Kilian Schulze-Forster's PhD defense
By K. Schulze-Forster

Kilian Schulze-Forster will defend soon his PhD thesis, entitled “Informed Audio Source Separation with Deep Learning in Limited Data Settings”.

The defense will take place on Thursday, December 9, 2021, at 2pm at Télécom Paris.

It is also possible to attend via Zoom using the following link: https://telecom-paris.zoom.us/j/95447085102?pwd=SitkaTJZWXc4YVliSDdtKzZwWGtOUT09

Meeting ID: 954 4708 5102, Code: 992210

The jury is composed as follows:

  • Mr. Emmanuel Vincent, Directeur de recherche, Inria Nancy - Grand Est (President)

  • Mr. Xavier Serra, Professeur, Universitat Pompeu Fabra (Reviewer)

  • Mr. Laurent Girin, Professeur, Grenoble-INP, Institut Polytechnique de Grenoble (Reviewer)

  • Ms. Hélène-Camille Crayencour, Chargée de recherche, CNRS (Examiner)

  • Mr. Roland Badeau, Professeur, Télécom Paris (Thesis director)

  • Mr. Gaël Richard, Professeur, Télécom Paris (Thesis co-director)

  • Mr. Clément S. J. Doire, Senior research scientist, Sonos Inc. (Invited guest)

The presentation will be in English.

Abstract:

Audio source separation is the task of estimating the individual signals of several sound sources when only their mixture can be observed. State-of-the-art performance for musical mixtures is achieved by Deep Neural Networks (DNN) trained in a supervised way. They require large and diverse datasets of mixtures along with the target source signals in isolation. However, it is difficult and costly to obtain such datasets because music recordings are subject to copyright restrictions and isolated instrument recordings may not always exist.

In this dissertation, we explore the usage of prior knowledge for deep learning based source separation in order to overcome data limitations.

First, we focus on a supervised setting with only a small amount of available training data. We investigate to which extent singing voice separation can be improved when it is informed by lyrics transcripts. To this end, a novel deep learning model for informed source separation is proposed. It aligns text and audio during the separation using a novel monotonic attention mechanism. The lyrics alignment performance is competitive with state-of-the-art methods while a smaller amount of training data is used. We find that exploiting aligned phonemes can improve singing voice separation, but precise alignments and accurate transcripts are required.

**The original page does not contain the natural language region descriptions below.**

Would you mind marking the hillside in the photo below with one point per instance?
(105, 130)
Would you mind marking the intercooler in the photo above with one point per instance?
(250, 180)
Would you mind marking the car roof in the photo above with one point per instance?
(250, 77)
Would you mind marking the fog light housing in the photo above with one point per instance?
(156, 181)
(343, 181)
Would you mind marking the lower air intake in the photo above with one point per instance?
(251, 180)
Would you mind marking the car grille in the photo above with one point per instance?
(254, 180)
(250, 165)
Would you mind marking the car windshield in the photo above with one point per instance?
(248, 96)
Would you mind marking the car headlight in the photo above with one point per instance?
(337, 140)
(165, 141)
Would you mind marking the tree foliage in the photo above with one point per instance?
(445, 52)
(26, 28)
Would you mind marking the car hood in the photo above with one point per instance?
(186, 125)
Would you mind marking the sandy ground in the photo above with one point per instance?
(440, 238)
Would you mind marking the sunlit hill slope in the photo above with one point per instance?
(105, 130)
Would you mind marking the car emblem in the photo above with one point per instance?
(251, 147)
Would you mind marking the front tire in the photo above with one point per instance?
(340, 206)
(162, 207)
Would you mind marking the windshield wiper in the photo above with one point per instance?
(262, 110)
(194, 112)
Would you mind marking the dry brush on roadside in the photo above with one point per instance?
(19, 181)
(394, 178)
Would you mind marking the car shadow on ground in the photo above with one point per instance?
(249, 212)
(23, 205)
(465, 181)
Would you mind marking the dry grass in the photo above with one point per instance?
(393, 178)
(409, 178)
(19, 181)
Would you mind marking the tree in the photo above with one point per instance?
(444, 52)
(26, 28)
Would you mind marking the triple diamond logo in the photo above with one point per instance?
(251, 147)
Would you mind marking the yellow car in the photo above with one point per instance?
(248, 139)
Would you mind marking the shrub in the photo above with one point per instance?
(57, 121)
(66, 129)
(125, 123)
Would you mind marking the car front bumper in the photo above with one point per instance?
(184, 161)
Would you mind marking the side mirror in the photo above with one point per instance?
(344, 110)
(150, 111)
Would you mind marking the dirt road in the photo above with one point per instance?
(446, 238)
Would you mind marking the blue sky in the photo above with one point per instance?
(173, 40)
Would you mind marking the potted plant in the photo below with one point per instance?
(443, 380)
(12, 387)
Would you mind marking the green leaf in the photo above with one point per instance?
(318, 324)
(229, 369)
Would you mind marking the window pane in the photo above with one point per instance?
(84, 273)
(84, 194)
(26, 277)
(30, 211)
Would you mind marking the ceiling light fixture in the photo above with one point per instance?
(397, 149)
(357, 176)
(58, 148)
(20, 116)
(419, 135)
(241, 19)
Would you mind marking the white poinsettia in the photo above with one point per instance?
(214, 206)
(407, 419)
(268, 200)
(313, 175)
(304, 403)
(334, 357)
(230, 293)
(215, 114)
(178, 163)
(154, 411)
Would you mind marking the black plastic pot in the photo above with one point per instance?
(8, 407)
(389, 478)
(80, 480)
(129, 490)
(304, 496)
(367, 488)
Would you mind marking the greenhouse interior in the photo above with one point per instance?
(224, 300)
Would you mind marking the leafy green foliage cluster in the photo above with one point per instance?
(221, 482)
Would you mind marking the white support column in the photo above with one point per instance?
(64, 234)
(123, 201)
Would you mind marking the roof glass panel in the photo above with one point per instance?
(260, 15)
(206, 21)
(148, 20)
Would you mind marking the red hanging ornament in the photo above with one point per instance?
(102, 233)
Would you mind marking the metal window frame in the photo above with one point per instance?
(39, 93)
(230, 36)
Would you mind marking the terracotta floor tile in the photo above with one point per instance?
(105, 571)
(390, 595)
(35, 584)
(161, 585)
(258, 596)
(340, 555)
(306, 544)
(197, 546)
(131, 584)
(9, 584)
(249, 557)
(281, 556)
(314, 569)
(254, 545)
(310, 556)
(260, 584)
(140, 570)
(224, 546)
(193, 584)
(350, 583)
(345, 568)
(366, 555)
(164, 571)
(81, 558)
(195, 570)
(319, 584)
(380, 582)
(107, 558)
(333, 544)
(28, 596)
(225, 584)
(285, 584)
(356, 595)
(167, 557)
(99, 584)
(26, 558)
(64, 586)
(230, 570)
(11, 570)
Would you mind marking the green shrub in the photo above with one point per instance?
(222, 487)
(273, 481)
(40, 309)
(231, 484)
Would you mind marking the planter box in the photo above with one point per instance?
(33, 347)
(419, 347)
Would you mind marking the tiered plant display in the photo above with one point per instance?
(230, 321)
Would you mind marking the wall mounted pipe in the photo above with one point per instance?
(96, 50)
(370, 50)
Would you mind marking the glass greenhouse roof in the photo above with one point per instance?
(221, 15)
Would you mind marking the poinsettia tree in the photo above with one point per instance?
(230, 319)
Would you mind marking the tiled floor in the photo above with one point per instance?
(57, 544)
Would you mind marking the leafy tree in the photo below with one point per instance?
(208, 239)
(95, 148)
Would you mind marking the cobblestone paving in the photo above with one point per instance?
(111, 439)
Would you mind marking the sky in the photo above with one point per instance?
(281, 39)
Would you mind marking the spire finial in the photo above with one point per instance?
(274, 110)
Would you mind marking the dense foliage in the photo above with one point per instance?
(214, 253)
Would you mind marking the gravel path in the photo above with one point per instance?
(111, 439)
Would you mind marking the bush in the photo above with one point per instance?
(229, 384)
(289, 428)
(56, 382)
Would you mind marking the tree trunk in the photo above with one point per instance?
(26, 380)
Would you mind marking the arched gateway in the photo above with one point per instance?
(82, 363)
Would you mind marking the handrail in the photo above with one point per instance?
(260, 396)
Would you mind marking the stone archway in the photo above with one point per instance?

Finally, we consider a scenario where only mixtures but no isolated source signals are available for training. We propose a novel unsupervised deep learning approach to source separation. It exploits information about the sources’ fundamental frequencies (F0). The method integrates domain knowledge in the form of parametric source models into the DNN. Experimental evaluation shows that the proposed method outperforms F0-informed learning-free methods based on non-negative matrix factorization and a F0-informed supervised deep learning baseline. Moreover, the proposed method is extremely data-efficient. It makes powerful deep learning based source separation usable in domains where labeled training data is expensive or non-existent.